This post is humbly submitted to the Shadowplay Late Show Blogathon. I have chosen to write about the final screen appearance of the wonderful Lillian Gish, but this movie is a late or last film for many of the people involved.
“Alas dear ladies, all of this is in the past.” Vincent Price’s elegant Mr Maranov delivers the sad news to his elderly neighbours Sarah Webber (Lillian Gish) and Libby Strong (Bette Davis). He is talking about his heyday, his rarefied life as a Russian noble, before the revolution, before the war, before the coming of sound. Lindsay Anderson’s The Whales of August (1987), announces itself with a whiff of sawdust, and nitrate. It’s a film based on a play, a very quiet and melancholy play, and it opens with something far too gentle to be called a flashback, a monochrome glimpse of three young girls with flowing hair and white dresses excitedly rushing to the shore to catch sight of the ocean’s summer visitors. A glimpse of the silent era, in tribute to the film’s iconic and beautiful star.
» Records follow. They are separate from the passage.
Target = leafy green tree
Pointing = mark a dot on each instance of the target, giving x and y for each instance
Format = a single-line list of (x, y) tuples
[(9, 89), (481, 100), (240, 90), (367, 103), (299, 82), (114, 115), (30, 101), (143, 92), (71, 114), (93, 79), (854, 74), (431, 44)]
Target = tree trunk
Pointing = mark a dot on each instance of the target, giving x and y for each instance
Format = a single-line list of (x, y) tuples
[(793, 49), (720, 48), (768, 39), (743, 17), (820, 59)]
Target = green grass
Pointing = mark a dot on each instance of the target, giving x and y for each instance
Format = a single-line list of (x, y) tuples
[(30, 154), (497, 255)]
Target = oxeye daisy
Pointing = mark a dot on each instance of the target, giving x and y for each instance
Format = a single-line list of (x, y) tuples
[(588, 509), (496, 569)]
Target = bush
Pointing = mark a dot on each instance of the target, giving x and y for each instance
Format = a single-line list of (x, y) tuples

Do the whales come to Maine in August any more, now those young girls have lived a lifetime each, separated, and reunited to live in awkward interdependence? That constitutes this delicate movie’s only real note of suspense. Sarah and Libby live the definition of a twilight existence, quietly in a house that is really a summer cottage, although it is early autumn, exposed on a grassy cliff. They brush their long white hair (Sarah’s a has a touch of blonde still, as she can’t quite resist letting Libby know) and dress for dinner in floral and powder-blue chiffon, and low-heeled pumps. It’s a beautiful spot, Cliff Island in Maine, where each evening they can “dine by moonlight” when the twilight floods their parlour. A picture window would make the most of that sumptuous view, and a friendly handyman neighbour (not Price, no fear) offers to install one for the ladies. Libby has doubts, though. Aren’t they too old to make changes? And besides, although she doesn’t like to mention it, Libby is blind. She can no longer see the whales, whenever they may or may not arrive.
Gish was 93 when she made The Whales of August, but preternaturally youthful, in the unique way of a waif who barely grew up. She plays a widow who mourns her soldier husband, and patiently takes care of cantankerous Libby, her older sister (though Davis was 15 years younger, and had one more feature in her, despite the decades of chain-smoking). She lives resolutely in the present, though, lobbying for that picture window and delighting in good food, fresh conversation, and the changing beauty of nature. She still believes the whales will return in August. Davis, who often seemed to delight in complaining about her co-stars, said it was a nightmare to work with Gish, who was all but entirely deaf. Anderson, inevitably, drew a different preference. Gish was an angel to direct, and rebellious Davis more of a headache. “Lillian’s first instinct is to try to give the director what he asks for. Her professional attitude comes from those days with DW Griffith. Bette tries to dismiss the director.” As such, they were perfectly cast as Sarah and Libby.